A deriva relativista tomada pela Esquerda tem sido comummente designada como marxismo cultural. No entanto, em 2014, Orbán introduzia uma nova variável, chamando a atenção para a perigosa relação da agenda fraturante com o liberalismo económico. Orbán complicava a noção de Esquerda e Direita em muitas democracias europeias, incluindo a nossa. Aliás, recentemente, no Congresso da IL, percebe-se que a essa relação, poderemos designar como o ‘liberalismo em toda a linha’. A conjugação do liberalismo económico com o liberalismo social.

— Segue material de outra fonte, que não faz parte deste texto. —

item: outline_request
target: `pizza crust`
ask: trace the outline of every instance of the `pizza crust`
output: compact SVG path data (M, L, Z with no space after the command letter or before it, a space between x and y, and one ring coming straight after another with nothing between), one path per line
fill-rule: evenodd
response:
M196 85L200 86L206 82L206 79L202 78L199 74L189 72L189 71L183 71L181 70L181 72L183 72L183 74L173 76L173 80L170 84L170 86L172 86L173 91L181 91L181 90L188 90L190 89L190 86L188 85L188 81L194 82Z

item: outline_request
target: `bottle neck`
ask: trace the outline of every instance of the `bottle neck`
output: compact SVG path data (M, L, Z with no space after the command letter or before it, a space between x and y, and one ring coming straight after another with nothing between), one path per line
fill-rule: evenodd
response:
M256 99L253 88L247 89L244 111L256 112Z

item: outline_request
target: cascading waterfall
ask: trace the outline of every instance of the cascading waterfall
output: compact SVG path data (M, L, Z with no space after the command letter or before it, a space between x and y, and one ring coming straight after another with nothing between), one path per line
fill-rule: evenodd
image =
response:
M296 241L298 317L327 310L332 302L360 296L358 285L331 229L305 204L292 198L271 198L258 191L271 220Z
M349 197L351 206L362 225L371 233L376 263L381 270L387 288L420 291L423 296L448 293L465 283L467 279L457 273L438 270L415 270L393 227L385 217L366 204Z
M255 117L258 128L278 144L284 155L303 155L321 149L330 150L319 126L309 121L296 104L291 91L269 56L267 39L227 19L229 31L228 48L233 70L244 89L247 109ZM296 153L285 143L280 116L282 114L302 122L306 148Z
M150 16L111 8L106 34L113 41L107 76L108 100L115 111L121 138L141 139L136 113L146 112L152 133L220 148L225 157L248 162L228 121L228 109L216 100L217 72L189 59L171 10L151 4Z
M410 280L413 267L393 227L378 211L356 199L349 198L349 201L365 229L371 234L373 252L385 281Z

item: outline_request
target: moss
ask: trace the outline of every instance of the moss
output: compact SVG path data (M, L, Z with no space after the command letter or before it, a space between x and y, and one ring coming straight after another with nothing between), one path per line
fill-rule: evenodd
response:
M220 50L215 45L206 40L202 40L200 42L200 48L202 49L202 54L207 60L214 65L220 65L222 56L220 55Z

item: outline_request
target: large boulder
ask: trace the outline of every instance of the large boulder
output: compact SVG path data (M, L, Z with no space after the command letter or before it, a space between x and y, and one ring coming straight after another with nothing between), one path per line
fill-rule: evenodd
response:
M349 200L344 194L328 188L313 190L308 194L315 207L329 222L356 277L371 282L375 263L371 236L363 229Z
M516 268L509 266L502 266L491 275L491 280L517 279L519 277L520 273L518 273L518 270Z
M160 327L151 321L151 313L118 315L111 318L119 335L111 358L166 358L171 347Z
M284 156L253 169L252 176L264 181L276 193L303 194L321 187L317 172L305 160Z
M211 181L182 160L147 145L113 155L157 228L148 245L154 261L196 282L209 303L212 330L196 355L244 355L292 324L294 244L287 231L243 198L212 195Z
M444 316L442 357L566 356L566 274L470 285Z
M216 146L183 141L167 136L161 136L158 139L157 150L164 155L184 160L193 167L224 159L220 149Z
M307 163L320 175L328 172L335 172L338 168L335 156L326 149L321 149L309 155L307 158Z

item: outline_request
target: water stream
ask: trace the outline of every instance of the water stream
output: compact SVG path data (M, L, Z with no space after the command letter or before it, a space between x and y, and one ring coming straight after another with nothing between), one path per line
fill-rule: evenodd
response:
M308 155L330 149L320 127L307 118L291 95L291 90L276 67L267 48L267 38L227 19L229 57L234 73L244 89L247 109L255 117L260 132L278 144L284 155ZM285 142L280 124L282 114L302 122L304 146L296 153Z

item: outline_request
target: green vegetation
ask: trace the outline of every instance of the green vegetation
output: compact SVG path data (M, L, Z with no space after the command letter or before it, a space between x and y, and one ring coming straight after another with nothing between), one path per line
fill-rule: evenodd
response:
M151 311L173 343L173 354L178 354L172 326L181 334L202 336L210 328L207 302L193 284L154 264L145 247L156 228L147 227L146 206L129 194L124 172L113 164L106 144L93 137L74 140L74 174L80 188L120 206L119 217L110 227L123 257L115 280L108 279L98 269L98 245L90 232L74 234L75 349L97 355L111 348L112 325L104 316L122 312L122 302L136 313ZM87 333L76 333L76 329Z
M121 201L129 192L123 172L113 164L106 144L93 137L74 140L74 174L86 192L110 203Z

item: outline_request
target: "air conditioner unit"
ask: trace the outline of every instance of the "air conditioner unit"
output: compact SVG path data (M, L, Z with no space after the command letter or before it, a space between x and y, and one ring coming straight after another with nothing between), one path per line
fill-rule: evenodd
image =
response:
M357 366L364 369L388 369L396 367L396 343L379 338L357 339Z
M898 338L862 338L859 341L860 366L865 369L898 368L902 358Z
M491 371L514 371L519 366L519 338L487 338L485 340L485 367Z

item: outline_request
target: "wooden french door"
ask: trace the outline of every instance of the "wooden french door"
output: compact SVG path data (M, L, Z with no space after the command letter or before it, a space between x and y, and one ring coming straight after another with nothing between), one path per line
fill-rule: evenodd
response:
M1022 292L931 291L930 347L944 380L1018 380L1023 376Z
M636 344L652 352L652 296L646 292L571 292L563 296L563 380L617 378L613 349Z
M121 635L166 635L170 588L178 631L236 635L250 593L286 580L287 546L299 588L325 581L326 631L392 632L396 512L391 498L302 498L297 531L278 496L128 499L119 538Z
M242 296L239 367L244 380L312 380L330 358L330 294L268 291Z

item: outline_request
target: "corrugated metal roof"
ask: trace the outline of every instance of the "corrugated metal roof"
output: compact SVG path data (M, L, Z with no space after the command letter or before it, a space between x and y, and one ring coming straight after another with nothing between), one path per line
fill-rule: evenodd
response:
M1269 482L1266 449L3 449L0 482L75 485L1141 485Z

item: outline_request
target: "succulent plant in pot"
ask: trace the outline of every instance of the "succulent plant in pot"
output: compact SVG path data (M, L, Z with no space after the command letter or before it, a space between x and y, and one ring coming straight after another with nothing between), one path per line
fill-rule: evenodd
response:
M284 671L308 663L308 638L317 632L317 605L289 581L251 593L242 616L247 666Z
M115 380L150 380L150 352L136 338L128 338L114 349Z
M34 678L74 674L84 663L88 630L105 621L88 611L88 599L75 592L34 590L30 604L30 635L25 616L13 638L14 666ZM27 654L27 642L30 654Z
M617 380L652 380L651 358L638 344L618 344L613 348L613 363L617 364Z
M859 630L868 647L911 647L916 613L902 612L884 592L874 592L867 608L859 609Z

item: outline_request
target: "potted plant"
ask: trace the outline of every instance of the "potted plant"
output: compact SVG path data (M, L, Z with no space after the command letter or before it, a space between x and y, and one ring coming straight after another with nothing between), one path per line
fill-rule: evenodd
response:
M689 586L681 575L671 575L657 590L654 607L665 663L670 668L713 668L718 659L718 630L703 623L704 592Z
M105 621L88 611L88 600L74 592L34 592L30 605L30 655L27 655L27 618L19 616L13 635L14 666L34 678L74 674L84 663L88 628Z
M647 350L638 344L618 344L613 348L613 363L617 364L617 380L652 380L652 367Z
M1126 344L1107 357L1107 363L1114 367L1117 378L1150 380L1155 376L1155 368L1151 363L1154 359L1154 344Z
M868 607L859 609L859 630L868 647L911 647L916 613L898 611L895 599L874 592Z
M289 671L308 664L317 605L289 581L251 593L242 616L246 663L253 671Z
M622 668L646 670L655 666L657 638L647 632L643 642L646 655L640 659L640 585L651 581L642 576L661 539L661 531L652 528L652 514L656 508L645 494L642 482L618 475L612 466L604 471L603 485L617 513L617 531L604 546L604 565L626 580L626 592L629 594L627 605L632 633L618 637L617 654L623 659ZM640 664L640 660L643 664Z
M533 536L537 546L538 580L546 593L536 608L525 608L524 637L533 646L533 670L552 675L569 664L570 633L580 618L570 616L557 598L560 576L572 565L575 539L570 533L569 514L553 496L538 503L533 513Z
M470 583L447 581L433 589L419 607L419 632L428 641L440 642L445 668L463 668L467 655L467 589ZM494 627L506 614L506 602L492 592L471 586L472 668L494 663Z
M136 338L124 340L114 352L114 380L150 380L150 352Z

Se a agenda da destruição da Família, da Educação, do respeito pela Vida Humana e da Nação, tem tanto terreno fértil no liberalismo como no marxismo, ou seja, na Esquerda e em parte significativa da Direita, então, o movimento conservador terá um problema complexo para resolver no futuro. Grande parte do Centro-Direita e da Direita identifica-se como liberal na economia e conservadora nos costumes. O que farão caso cheguem à conclusão que o liberalismo económico poderá colocar em causa a preservação dos costumes? É uma dúvida que tenho. Os conservadores portugueses terão muitas dificuldades em vencer eleições, no entanto, poderão começar por ver que a expressão marxismo cultural será manifestamente redutora para a transversalidade da agenda em questão.